The clinical utility and adverse consequences of the complete blood count in an internal medicine department.

Intern Med J. 2019 Jul;49(7):915-918

Authors: Shimoni Z, Amit L, Rosenberg M, Froom P

Abstract
The clinical utility and adverse consequences of the admission and follow-up complete blood count (CBC) in hospitalised patients are unclear. We selected 273 patients chosen from a single internal medicine department. To determine clinical utility and adverse consequences, we interviewed attending physicians and reviewed patients' charts. There were 12 (4.4%) patients hospitalised because of the CBC test result, six referred appropriately with a low haemoglobin concentration found in outpatient clinics and six (2.2%) patients (95% confidence interval 0.8-4.7%) inappropriately hospitalised because of incidental findings.

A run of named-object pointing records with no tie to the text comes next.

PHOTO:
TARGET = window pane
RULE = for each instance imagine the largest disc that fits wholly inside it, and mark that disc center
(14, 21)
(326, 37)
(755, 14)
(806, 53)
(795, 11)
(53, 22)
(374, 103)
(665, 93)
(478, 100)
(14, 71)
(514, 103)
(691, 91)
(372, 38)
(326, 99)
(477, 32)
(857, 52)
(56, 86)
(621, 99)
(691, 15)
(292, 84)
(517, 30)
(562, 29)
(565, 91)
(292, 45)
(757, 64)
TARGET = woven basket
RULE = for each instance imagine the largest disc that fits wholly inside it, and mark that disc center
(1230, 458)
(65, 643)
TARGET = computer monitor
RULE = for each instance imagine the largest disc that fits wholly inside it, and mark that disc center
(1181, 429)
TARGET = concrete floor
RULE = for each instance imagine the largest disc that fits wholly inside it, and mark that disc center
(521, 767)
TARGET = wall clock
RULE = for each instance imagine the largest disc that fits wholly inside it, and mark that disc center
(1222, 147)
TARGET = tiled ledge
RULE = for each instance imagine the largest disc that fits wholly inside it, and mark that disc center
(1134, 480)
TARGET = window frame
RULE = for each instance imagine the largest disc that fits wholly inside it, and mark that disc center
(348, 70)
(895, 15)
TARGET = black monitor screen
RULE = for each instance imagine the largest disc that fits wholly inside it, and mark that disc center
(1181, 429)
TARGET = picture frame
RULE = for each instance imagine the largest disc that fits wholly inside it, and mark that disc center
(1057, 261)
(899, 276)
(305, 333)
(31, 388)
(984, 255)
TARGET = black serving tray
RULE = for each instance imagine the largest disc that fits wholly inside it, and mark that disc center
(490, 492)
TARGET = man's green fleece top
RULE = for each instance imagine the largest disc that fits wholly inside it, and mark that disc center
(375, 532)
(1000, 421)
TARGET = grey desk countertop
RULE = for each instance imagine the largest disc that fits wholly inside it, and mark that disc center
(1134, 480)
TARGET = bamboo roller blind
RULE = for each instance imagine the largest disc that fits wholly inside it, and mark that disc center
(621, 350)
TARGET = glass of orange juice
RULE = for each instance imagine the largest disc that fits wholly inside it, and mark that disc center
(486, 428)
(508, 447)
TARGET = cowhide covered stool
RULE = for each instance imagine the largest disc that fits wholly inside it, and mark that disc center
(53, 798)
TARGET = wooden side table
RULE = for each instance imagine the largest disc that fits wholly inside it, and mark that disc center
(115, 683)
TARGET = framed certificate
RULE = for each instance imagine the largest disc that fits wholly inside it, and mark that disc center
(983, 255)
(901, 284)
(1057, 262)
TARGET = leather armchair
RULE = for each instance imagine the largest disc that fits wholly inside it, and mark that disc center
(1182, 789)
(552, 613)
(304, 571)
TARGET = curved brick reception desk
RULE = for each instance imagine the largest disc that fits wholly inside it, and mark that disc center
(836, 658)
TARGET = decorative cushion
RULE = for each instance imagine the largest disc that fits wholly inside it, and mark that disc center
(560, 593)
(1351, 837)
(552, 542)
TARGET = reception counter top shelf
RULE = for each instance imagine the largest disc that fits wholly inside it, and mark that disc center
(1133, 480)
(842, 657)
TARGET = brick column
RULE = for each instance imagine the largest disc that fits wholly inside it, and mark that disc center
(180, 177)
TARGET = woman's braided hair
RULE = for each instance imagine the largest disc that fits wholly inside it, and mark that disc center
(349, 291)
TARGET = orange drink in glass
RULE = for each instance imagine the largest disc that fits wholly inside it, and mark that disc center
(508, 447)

In the hospital, according to the physicians, nearly all treatment changes made were for blood transfusions that were not indicated in 18 (6.6%) patients (95% confidence interval 4.0-10.2%). The only unexpected findings were in four patients with an indication for a blood transfusion admitted with an acute coronary syndrome and haemoglobin values 8-9.9 g/dL, and in one bedridden patient with dementia with acute myeloid leukaemia. There were 290 follow-up CBC tests not resulting in differential treatment. We conclude that admission CBC tests commonly lead to adverse consequences, due to physician errors in judgement. Incidental findings of anaemia justify CBC testing in patients with an acute coronary event. The rare patient with an incidental finding resulting in appropriate differential treatment might justify non-selective admission CBC counts, if physician education reduces the rate of inappropriate blood transfusions.